Su anecdotario es tan rico que podría escribirse un libro con numerosas vivencias y situaciones. El tono con que hablaba y luego las contaba era una de las peculiaridades. Era un tono inconfundible, entre lo autoritario y lo desenfadado. Persuadió a un compañero para que se presentara en su lugar en un examen de griego de bachillerato que fue calificado con un diez. Llamó “industria” al pequeño establecimiento de compra venta de motocicletas y repuestos que regentó durante varios años en la calle Agustín de Bethencourt. Su “Humber” beis, matrícula TF 9497, sirvió hasta para bodas y recorrió los vericuetos de la isla. Estuvo vinculado a la Cruz Roja local y condujo sus ambulancias en múltiples ocasiones. Creó una categoría laboral cuando se incorporó al sector turístico:

-¿De qué estás trabajando, Gilberto?-, le preguntaban

-De director de noche, nené-, respondía ufano.

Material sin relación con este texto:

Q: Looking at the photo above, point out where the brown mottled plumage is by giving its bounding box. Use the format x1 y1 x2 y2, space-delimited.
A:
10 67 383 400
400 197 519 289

Fue el gran animador de las interminables tertulias nocturnas que concentraban a tantos jóvenes en los años sesenta y setenta en el antiguo Dinámico y en la plaza del Charco.

-Pongan las fundas a las palmeras-, esa era su sarcástica señal para levantarse. O esta otra: “Un cigarrito más y nos vamos”.

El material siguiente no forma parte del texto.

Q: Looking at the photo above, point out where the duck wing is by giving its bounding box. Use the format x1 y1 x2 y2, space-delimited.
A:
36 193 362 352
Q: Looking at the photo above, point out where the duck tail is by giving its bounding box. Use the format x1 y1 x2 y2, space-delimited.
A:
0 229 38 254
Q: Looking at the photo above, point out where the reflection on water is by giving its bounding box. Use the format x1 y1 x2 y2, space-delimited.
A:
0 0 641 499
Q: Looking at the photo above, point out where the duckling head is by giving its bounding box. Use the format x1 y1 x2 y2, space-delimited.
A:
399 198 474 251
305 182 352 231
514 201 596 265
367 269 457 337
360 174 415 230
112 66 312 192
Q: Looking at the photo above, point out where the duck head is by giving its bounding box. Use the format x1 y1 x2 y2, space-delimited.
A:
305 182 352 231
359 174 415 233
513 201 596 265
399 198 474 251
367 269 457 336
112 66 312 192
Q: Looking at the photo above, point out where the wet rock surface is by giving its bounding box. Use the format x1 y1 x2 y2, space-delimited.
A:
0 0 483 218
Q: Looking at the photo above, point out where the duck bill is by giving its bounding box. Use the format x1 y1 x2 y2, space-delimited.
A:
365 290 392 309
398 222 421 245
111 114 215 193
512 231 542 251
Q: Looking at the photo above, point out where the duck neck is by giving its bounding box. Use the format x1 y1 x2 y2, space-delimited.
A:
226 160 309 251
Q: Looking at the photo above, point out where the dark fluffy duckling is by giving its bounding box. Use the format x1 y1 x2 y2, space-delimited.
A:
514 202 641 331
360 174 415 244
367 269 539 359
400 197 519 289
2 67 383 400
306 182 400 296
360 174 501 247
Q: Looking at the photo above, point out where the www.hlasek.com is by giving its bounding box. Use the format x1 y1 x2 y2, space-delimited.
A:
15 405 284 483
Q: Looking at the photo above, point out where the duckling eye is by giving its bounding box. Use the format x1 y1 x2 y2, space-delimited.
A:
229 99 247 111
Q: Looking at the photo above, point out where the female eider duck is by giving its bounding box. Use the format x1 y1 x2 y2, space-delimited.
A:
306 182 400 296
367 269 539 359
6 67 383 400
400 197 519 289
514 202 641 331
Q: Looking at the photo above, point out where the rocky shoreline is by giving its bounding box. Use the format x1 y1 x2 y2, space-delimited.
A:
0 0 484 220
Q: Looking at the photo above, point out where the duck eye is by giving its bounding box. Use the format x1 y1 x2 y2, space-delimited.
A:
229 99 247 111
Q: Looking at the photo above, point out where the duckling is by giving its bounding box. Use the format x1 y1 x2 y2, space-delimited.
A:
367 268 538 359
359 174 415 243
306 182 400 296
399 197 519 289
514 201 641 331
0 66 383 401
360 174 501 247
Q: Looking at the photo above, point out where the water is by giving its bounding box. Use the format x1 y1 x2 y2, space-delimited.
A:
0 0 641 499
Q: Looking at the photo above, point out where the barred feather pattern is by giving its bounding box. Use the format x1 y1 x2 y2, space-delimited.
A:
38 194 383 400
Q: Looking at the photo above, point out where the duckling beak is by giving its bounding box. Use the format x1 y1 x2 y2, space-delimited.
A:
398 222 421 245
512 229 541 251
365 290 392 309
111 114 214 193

Llegó a poseer dos potentes motos BMW. En su casa, guardaba una auténtica colección de barcos, miniaturas, motores y aviones de aeromodelismo, con algunos de los cuales inició el aprendizaje de vuelo circular y control remoto. Era muy celoso con todas las piezas y apenas dejaba tocarlas. Fundó el Club de Aeromodelismo Peñón.

La aviación era su diversión (¿o algo más?) preferida. Se relacionó estrechamente con el Aeroclub Tenerife. No fue un aviador frustrado: llegó a pilotar aparatos. Cada vez que alguno sobrevolaba el cielo portuense, había una frase común e identificativa:

-¡Ahí va Gilberto!

Cuentan que arriesgaba en los vuelos rasantes, tal es así que en cierta ocasión practicó uno sobre el campo de fútbol de modo que un espectador que seguía el juego desde un balcón cercano se lanzó a la calle y algunos jugadores se echaron literalmente sobre la cancha de tierra. Otra de las hazañas que se le atribuyen es que cuando autoridades civiles y militares inspeccionaban obras en la playa de Martiánez, voló tan bajo que algunas de ellas se tiraron sobre la arena. Al aterrizar en Los Rodeos, le esperaba la Guardia Civil. Hay quien dice que en ese momento le fue retirada la licencia de vuelo. Otros sostienen que jamás la llegó a poseer. Lo cierto es que poco a poco dejó de practicar, lo que no obstó para que en discusiones sobre materia aeronáutica siempre tuviera un criterio casi de experto.

Otra anécdota, ya estando jubilado. Una noche, tomando fresco en el muelle como tenía por norma, le cayó encima una mujer. Literalmente. El y otro amigo sufrieron lesiones de consideración que requirieron de su hospitalización. Menos mal que las ramas de unos árboles amortiguaron la caída, según él mismo explicaba.

A Gilberto Hernández, una auténtica leyenda urbana, personaje fantasioso, atento y servicial del que se podría escribir mucho más, se le perdonaban sus desplantes y algunas ironías "cargadas de bombo", acaso por ese tono inconfundible.

Su corazón generoso dejó de latir hace ya ocho años. Y uno ha venido ahora a saldar la merecida glosa. Ahora, sí: por siempre Gilberto.